Risk abounds in hot IPO market
Companies are heading to the public markets to make their fortune; investors quick to follow could feel the pain.
NEW YORK (CNNMoney.com) -- Companies are marching toward the public markets, leaving a trail of prospectuses detailing some risky investments for everyday investors.
Twenty-seven companies already have filed to go public halfway into the month of May. That compares with 30 filings for all of April, the busiest month for IPOs this year, according to Greenwich, Conn.-based Renaissance Capital.
The flurry of filings come amid a broad market rally that has boosted the Dow Jones industrials to record highs and the Nasdaq to its highest level in six years.
So far this year, companies listing on U.S. exchanges have raised a total of $18.3 billion, according to data tracker Dealogic. That compares to $15.3 billion in the same period last year.
"When the window opens, there is a rush to get through it because companies don't know when it's going to close or why," said Francis Gaskins, president of IPOdesktop.com.
But buried within the ranks of those waiting to go public are some big gambles, says Brian Hamilton, chief executive of Sageworks, a company that focuses on analyzing the performance of private companies.
"Companies are going out a little too early. It's definitely something that is really consistent across the board. The market is overheated, and the inventory is a little weak," he said.
A growing number of companies filing to go public don't have a track record of profitability, which by nature makes them riskier bets, he says.
Among the deals in the pipeline raising eyebrows is online travel company Orbitz, which filed with the Securities and Exchange Commission for a $750 million IPO last week.
The company's prospectus shows it has posted a net loss each of its last three fiscal years. The fact that it's operating in the red, along with the fact that private equity owner Blackstone Group has owned it for less than a year, already has some bloggers predicting it will be the worst IPO of the year.

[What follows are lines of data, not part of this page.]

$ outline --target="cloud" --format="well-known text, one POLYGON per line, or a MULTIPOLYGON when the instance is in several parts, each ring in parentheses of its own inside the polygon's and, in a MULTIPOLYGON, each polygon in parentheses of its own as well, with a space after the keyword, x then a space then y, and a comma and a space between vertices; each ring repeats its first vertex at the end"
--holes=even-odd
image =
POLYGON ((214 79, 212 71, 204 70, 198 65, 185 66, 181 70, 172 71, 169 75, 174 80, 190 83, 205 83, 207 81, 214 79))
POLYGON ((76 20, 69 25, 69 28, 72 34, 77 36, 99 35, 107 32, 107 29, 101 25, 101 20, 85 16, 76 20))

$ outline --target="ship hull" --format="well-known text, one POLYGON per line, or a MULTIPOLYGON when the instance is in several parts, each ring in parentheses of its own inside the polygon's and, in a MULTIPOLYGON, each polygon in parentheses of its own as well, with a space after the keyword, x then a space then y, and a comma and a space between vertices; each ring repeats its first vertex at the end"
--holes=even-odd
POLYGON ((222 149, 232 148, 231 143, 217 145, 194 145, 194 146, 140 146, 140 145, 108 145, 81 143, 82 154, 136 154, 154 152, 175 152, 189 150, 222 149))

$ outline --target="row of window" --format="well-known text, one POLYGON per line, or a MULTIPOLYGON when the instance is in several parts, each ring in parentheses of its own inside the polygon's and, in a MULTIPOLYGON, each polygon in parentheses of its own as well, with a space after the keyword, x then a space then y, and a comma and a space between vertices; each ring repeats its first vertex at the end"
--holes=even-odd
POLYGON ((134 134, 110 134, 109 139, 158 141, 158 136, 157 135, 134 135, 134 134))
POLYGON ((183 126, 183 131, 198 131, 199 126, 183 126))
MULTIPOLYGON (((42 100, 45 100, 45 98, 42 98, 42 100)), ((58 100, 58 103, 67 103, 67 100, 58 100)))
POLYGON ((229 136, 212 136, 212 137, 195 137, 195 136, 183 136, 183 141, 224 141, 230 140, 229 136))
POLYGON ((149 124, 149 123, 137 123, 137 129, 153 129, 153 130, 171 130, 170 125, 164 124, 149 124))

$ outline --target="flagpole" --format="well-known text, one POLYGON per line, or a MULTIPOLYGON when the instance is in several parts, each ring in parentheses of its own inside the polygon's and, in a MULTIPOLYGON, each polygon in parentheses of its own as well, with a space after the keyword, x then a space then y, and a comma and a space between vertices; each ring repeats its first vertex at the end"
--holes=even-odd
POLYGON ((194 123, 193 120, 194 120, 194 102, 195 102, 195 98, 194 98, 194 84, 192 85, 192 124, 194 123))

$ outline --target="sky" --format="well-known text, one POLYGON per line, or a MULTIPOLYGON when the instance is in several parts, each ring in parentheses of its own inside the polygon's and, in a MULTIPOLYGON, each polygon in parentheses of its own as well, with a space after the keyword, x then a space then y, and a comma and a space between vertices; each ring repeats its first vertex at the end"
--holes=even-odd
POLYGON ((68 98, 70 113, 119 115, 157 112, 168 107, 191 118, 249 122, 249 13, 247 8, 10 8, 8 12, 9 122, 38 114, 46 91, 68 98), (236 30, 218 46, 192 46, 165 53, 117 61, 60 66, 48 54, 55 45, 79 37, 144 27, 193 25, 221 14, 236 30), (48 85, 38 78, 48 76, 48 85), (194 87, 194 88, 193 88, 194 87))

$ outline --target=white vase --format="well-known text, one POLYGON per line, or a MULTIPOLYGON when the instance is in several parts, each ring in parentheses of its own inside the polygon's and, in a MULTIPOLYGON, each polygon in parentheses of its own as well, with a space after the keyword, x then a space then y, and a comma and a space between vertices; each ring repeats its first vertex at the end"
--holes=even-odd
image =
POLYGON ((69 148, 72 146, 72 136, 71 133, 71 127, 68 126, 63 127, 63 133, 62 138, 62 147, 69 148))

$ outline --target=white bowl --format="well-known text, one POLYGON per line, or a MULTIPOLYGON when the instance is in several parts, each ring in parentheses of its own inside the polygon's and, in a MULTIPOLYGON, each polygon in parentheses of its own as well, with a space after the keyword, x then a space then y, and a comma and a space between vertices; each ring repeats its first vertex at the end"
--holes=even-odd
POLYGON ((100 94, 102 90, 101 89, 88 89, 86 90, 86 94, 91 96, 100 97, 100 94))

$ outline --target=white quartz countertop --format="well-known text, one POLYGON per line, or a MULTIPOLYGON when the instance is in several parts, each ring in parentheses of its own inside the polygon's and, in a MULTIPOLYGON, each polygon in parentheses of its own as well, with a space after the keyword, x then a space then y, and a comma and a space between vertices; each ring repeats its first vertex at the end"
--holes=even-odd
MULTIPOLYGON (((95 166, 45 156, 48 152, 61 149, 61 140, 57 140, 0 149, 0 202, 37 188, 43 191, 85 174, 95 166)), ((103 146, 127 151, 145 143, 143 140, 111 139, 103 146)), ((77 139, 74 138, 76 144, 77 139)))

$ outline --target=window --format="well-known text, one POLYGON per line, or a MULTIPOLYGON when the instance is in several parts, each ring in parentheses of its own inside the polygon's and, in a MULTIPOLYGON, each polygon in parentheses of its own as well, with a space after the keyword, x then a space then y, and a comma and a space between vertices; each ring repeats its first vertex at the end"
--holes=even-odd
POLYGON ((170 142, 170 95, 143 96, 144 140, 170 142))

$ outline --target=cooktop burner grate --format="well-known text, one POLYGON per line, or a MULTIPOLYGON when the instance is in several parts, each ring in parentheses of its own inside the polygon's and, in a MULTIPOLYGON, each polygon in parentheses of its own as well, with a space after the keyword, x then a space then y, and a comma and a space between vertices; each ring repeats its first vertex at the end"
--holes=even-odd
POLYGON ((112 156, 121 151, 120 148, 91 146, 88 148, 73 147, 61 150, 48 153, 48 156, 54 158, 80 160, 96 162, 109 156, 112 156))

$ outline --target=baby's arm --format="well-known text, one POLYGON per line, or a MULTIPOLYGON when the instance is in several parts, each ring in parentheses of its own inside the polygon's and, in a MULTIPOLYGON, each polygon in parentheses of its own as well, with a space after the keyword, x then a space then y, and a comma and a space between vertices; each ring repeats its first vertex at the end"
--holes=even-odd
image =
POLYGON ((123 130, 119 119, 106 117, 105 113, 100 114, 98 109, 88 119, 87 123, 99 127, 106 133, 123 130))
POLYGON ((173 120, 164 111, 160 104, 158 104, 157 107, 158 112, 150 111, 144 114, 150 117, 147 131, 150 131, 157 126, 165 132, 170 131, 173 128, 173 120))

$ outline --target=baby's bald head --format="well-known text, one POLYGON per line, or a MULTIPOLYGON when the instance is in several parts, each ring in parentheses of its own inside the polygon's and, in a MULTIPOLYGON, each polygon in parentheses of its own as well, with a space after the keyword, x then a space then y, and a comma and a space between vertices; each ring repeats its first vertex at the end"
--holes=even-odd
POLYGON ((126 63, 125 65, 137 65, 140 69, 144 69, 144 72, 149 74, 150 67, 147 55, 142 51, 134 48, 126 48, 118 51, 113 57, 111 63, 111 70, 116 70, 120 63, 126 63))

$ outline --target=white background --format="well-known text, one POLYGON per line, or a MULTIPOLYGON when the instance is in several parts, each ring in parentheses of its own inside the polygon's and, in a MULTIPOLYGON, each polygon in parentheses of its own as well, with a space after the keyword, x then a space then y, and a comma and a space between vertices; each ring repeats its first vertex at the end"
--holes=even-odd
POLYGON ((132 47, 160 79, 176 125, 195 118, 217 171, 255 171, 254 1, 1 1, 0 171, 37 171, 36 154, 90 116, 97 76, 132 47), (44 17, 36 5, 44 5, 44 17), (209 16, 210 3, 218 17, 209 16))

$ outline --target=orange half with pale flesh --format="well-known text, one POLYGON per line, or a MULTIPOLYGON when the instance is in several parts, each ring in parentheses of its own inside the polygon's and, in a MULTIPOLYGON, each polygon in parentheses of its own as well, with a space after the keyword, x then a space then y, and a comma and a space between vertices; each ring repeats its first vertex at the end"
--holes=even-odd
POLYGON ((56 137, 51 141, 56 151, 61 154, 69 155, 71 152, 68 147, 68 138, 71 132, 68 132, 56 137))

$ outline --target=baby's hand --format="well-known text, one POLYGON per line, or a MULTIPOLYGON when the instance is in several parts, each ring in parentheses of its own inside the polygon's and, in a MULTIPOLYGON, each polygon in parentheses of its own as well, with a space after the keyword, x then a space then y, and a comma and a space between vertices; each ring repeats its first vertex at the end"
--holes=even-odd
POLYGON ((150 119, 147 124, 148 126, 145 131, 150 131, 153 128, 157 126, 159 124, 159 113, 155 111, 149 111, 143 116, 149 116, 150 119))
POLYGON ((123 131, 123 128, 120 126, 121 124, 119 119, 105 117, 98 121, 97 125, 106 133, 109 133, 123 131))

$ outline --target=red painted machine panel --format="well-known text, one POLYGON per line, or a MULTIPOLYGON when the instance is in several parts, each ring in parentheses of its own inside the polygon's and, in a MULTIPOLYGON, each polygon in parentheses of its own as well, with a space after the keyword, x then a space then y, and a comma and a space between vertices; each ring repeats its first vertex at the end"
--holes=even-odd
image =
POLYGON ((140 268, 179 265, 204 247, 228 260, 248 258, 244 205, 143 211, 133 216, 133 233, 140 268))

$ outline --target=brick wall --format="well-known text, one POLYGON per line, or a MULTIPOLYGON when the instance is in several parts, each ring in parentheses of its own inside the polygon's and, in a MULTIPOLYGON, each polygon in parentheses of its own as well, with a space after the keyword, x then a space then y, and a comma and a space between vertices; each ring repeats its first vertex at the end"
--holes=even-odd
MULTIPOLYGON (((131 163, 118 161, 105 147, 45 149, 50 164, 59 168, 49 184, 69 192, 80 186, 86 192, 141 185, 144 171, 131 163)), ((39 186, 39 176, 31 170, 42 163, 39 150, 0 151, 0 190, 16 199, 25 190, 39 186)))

Everquest, a financial holding company that also filed for a $100 million IPO last week, doesn't even have much of track record for investors to evaluate.
The company, which is partly managed by Bear Stearns Asset Management, owns a portfolio of collateralized debt obligations - complex financial vehicles that pool together often-risky loans and bonds - many of which have invested in securities backed by subprime residential mortgage loans.
Risk in the subprime market has increased as defaults have risen. Growing defaults among borrowers with the weakest credit roiled the mortgage market earlier this year and could pose more trouble down the road.
There are exceptions, of course, but overall, companies coming to market seem to be riskier than they were two or three years ago, Hamilton says.
And companies are likely to keep heading to the IPO market as long as the stock market keeps humming along. "These companies want to generate liquidity. If they can sell the stock, they're going to do it," he said.
Companies rushing to go public prematurely naturally draws comparisons to the tech boom of the late 1990s, when investors got carried away by promises of growth, but market watchers say investors are more vigilant these days.
"Investors are looking at top-line revenue growth, but they're still very rational," said Gaskins. "If companies don't hit quarterly projections once they go public, their stocks do get hammered."
Ethanol companies, for instance, were all the rage last year. Companies like Aventine Renewable Energy (Charts) and VeraSun Energy (Charts) dazzled when they went public but have been on a downward spiral ever since their market debut.
Investors like William Buechler, founder and president of California-based Barclay Partners Asset Management, say they're more willing to take their time when it comes to these sorts of fads and bubbles.
Buechler, whose firm invests in a variety of sectors, including alternative energy, says a trend similar to the ethanol craze is happening this year with solar companies.